Recent reports reveal that the linear examination approach and the toughening educational reforms initiated by Ofqual provoked many schools to "play the system" by requesting test remarking and supplementary aid for students (e.g. special consideration and extra time) in order to uphold high exam grade levels so as to not drop in league tables.
Rising numbers of students taking GCSEs and GCE A Levels over the past decades has led to an increase in the quantity of examination results being enquired for re-marking and reported to Ofqual.

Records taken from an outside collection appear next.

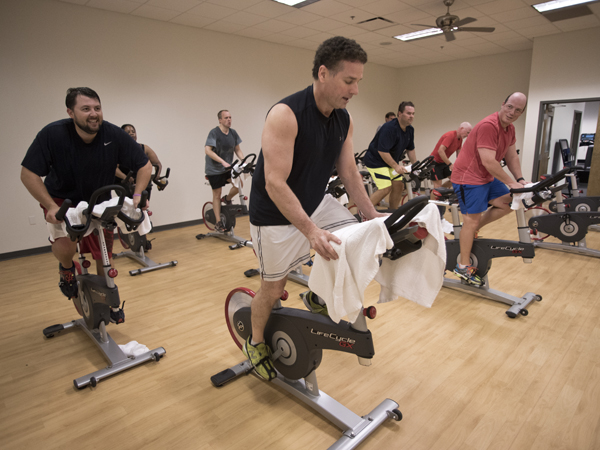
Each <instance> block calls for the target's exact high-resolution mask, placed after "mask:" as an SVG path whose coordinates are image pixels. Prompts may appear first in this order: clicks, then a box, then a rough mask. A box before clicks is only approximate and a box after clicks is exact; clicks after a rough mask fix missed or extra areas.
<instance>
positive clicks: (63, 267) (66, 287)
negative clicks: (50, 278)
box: [58, 263, 77, 298]
mask: <svg viewBox="0 0 600 450" xmlns="http://www.w3.org/2000/svg"><path fill="white" fill-rule="evenodd" d="M58 274H59V275H60V281H59V282H58V287H59V288H60V290H61V292H62V293H63V295H64V296H65V297H67V298H72V297H77V279H76V278H75V264H73V265H72V266H71V267H70V268H68V269H65V268H64V267H63V266H62V264H61V263H58Z"/></svg>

Ofqual's remit and responsibilities are established in law by the Apprenticeships, Skills, Children and Learning Act 2009 and the Education Act 2011. As a Non-ministerial department Ofqual is accountable to Parliament, through the Education Select Committee. It is not accountable to government ministers and is independent from ministerial government. Whereas Ofqual regulates and accredits British examination boards (e.g. Edexcel, AQA, OCR etc.) and their GCSE and GCE A-Level specifications; the examination board CAIE (Cambridge Assessment International Education) which offers international GCSEs and GCE A-Levels predominantly for schools outside the United Kingdom operates independently without British governmental intervention. Therefore, although CAIE qualifications are accredited by Ofqual, they are not regulated by it and thus may differ significantly in subject content and exam structure from UK GCSEs and GCE A-Levels.
Ofqual has four directorates:
The Chief Regulator is the leader and figurehead of Ofqual.
Originally, the Chief Regulator was also the Chair of Ofqual. When the Chief Regulator position was vacant during 2010 and 2011, the Deputy Chair, Dame Sandra Burslem DBE, took on 'many of the responsibilities', though was never formally named Chief Regulator or Chair.
On 1 April 2012, in line with the Education Act 2011, the Chief Regulator role transferred from the Chair of Ofqual to the Chief Executive of Ofqual. When the Chief Regulator post was vacant in 2016, the Chair acted as the Interim Chief Regulator.
Until 31 March 2012, the Chair of Ofqual was also the Chief Regulator. When the Chair position was vacant during 2010 and 2011, the Deputy Chair, Dame Sandra Burslem, 'stepped in to provide continuity', though was never formally named Chair or Chief Regulator.
On 1 April 2012, the position of Chief Executive ceased to exist as an independent role when it was merged with the post of Chief Regulator.